Zgadzam się, że Waltz użył bardzo podobnych środków. Jednak po pierwsze zastanawia mnie (jak ktoś wcześniej słusznie zauważył - to dwie twarze tego samego bohatera) czy nie był to zabieg celowy. Przecież Tarantino uwielbia czynić mścicielami ciemiężonych - być może działa to też w odwrotną stronę katów czyni sprawiedliwymi. Poza tym osobiście nie czuję potrzeby, aby aktor na siłę tworzył postać inną od tej, którą już grał, żeby nie został posądzony o brak talentu - zwłaszcza jeżeli ta "stara" b. dobrze się komponuje i świetnie mu wychodzi;)

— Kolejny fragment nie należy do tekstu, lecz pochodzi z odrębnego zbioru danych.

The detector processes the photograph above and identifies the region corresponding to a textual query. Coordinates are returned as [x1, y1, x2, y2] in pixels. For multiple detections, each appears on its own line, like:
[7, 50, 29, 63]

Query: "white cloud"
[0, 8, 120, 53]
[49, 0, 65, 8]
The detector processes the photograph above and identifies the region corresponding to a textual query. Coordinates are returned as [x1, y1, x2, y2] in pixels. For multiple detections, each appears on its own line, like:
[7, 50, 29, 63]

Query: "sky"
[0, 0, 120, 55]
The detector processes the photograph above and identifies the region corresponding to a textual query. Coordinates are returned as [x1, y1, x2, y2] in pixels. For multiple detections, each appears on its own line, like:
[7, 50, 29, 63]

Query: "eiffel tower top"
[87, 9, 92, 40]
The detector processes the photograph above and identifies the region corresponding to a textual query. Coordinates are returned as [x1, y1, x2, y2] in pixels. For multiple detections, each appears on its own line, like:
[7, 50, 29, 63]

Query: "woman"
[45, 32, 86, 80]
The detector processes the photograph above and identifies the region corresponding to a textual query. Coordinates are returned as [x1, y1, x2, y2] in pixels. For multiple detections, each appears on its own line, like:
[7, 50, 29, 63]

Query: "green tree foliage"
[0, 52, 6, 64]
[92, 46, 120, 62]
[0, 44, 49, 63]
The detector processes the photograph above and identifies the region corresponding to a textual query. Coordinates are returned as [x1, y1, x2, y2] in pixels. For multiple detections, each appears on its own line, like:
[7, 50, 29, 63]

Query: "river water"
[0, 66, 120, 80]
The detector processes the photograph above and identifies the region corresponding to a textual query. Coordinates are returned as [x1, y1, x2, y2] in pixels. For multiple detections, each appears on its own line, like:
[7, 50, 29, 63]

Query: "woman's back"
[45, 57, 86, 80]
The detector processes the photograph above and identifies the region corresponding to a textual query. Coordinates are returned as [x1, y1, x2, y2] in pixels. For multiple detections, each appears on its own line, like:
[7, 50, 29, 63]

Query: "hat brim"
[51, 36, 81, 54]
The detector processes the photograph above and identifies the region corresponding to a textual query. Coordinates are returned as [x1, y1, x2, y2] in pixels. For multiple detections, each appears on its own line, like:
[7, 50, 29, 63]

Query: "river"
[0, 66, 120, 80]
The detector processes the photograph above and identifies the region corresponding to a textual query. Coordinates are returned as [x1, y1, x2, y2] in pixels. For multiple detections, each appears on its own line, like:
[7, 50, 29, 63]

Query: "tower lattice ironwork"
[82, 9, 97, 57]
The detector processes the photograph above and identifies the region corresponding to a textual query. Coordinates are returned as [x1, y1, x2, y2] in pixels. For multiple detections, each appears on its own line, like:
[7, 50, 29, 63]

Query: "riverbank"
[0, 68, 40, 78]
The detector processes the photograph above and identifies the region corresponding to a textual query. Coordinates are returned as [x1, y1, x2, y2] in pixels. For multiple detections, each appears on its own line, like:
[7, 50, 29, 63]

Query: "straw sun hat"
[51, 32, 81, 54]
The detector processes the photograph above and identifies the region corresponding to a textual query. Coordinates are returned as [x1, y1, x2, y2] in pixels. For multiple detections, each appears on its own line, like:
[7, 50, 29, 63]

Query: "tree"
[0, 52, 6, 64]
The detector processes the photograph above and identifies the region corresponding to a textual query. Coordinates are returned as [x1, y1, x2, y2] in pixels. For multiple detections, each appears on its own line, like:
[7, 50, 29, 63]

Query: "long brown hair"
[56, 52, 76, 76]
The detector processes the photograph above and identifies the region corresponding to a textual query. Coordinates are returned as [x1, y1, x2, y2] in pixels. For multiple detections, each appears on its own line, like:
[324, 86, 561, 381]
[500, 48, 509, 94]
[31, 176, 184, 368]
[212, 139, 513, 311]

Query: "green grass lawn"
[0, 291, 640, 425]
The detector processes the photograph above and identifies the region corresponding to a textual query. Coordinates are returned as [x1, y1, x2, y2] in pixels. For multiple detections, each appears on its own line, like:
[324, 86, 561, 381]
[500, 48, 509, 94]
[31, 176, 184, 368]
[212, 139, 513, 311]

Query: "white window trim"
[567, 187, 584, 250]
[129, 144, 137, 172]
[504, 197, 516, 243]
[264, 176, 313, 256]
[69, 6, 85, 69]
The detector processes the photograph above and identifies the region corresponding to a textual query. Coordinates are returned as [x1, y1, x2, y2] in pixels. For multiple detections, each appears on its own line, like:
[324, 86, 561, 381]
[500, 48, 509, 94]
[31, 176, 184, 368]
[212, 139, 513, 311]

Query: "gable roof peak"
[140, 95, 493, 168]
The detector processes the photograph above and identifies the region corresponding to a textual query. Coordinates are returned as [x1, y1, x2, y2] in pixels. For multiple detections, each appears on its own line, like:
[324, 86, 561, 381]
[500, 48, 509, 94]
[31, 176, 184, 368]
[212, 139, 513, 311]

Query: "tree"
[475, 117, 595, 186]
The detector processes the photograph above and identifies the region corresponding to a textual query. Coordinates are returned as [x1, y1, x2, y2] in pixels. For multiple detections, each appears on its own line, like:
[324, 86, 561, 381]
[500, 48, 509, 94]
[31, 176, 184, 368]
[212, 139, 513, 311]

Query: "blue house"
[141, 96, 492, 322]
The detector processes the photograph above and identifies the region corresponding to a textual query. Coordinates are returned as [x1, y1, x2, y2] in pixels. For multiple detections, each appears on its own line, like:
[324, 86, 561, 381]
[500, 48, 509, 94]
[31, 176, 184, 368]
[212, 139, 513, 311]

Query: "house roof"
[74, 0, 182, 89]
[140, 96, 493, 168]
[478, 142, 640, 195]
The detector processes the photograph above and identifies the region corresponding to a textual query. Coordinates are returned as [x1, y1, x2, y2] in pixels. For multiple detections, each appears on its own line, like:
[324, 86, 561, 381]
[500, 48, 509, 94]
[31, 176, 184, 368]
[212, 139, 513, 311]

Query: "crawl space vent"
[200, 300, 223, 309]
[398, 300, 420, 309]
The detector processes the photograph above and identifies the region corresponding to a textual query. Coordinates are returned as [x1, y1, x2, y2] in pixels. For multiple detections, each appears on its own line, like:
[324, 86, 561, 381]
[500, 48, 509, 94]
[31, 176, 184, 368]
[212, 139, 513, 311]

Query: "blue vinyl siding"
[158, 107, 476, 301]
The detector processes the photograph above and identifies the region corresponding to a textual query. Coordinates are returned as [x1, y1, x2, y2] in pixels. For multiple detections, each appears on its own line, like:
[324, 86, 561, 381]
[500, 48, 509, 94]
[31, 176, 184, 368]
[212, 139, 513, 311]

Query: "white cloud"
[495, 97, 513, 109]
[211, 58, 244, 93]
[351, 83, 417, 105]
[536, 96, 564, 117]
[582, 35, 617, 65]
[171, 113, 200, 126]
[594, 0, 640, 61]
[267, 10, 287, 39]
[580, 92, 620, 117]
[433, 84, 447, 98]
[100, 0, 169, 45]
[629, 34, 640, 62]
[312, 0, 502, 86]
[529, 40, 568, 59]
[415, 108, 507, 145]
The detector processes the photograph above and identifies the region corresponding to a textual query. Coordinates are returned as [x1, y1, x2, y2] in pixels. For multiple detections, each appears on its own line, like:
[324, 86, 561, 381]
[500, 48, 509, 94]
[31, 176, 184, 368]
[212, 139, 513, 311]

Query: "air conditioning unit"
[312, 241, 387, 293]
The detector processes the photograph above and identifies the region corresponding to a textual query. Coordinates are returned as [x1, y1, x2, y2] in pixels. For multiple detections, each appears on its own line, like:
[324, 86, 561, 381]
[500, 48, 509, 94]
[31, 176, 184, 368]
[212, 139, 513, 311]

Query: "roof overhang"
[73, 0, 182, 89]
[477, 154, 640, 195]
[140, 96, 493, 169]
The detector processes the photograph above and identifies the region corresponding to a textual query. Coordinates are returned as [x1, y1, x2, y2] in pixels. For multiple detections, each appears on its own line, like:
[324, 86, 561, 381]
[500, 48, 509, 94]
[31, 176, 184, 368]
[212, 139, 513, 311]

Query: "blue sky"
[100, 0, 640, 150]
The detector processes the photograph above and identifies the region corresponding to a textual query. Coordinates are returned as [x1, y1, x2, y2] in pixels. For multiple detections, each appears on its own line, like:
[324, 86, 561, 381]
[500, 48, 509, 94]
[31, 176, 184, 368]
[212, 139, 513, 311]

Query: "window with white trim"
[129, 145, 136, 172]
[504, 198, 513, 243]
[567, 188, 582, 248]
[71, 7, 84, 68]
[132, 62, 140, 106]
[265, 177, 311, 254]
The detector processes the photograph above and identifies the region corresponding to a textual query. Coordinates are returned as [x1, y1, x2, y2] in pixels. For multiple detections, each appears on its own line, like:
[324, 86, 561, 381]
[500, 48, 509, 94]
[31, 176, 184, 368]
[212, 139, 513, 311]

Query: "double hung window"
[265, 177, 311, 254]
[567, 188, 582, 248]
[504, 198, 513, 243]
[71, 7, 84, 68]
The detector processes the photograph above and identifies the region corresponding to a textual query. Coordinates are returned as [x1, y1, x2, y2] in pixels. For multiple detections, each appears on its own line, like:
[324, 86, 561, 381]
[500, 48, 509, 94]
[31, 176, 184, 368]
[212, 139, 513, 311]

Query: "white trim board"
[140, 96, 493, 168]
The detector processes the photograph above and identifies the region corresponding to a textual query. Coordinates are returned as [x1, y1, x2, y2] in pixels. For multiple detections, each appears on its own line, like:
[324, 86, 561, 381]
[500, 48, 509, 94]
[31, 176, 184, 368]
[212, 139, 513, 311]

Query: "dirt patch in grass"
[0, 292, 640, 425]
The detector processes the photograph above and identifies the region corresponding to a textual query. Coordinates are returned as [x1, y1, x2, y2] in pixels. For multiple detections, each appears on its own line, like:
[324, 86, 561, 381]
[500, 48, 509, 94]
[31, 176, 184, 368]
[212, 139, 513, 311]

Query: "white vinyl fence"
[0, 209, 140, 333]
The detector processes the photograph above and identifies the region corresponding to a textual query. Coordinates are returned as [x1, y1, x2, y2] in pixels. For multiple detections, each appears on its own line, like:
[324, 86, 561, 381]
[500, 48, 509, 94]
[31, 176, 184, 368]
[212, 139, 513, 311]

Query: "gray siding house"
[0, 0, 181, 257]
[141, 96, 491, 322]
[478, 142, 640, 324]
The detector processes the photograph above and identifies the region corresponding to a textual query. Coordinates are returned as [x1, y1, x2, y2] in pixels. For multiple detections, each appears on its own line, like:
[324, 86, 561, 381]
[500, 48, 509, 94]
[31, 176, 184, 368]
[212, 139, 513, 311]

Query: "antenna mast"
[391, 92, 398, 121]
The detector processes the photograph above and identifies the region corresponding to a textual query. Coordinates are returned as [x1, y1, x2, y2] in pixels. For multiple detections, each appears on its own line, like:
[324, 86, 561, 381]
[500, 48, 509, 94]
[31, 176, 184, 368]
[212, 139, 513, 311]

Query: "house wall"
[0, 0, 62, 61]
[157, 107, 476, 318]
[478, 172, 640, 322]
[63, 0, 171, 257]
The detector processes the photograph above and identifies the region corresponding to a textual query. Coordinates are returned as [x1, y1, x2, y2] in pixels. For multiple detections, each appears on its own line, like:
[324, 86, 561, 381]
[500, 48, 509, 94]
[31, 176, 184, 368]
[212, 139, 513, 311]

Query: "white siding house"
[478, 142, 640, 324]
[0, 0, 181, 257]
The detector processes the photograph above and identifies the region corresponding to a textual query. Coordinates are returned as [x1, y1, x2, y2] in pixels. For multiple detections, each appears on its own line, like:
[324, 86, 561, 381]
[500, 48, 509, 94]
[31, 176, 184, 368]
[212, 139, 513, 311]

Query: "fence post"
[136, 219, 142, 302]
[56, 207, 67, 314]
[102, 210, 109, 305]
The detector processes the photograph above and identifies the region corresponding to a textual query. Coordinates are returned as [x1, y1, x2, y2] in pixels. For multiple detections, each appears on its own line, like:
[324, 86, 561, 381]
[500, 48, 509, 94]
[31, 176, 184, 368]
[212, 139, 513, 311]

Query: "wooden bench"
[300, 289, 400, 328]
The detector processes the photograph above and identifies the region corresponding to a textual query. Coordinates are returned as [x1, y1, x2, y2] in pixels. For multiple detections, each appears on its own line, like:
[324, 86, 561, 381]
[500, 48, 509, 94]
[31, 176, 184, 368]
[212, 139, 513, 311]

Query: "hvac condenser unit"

Zobacz,podobno najlepsza i najbardziej rzeczowa recka Django
http://www.youtube.com/watch?v=7FE9H30xAOs
Nie mam siły czytać wszystkich komentarzy, bo zapewne by mi życia nie starczyło i zdrowia dla "złotych uwag" niektórych, dlatego z góry przepraszam, jeśli moja opinia się powiela. Sama nie jestem wybitną specjalistką kina jak i aktorstwa, ale z tym, że gra Waltza budzi pewne kontrowersje się zgodzę. Fakt podobieństwa obu ról wynikać może z tego, że Landa jak i Schultz nie są postaciami, które pożna z czystym sumieniem podciągnąć pod definicje "antagonista", "protagonista". Landa mimo iż nazista, uwodzi swoją inteligencją i elokwencją. Schultz jest przedstawiony jako postać "dobra", ale czy można w 100% powiedzieć o nim, że był DOBRY? Wydaje mi się, że był INNY na tle amerykanów z racji tego, że pochodził z Europy i wychodziły z niego różnice kulturalne, jednak nie czyniło to z niego postaci bez skazy. Nie przedłużając, idzie konkluzja. Jeśli mamy tego samego aktora i niezwykle pokrewne w wyrazie kreacje(co moim skromnym zdaniem było zamierzone przez Tarantino) jakim sposobem moglibyśmy ominąć dywagacji na temat ich podobieństw? Ogólnie film nie powalił mnie na kolana może z racji tematyki, która dla mnie była mocno ciężkostrawna. Dobra muzyka, świetna rola Di Caprio i Jacksona. Waltz również zagrał dobrze, nie wyobrażam sobie absolutnie innego aktora, który byłby Schultz'em.
Taki już ma styl gry - w Wodzie dla Słoni zagrał równie podobną postać (rozbawiło mnie wspomnienie o tym właśnie w Django, gdzie chwalił się Leo, że ma doświadczenie w zarządzaniu cyrkiem w Europie). Nie każdy musi być wszechstronnie uzdolniony - Waltz po prostu robi dobrze to, co robi. I moim zdaniem wcale nie uwłacza to jego geniuszowi.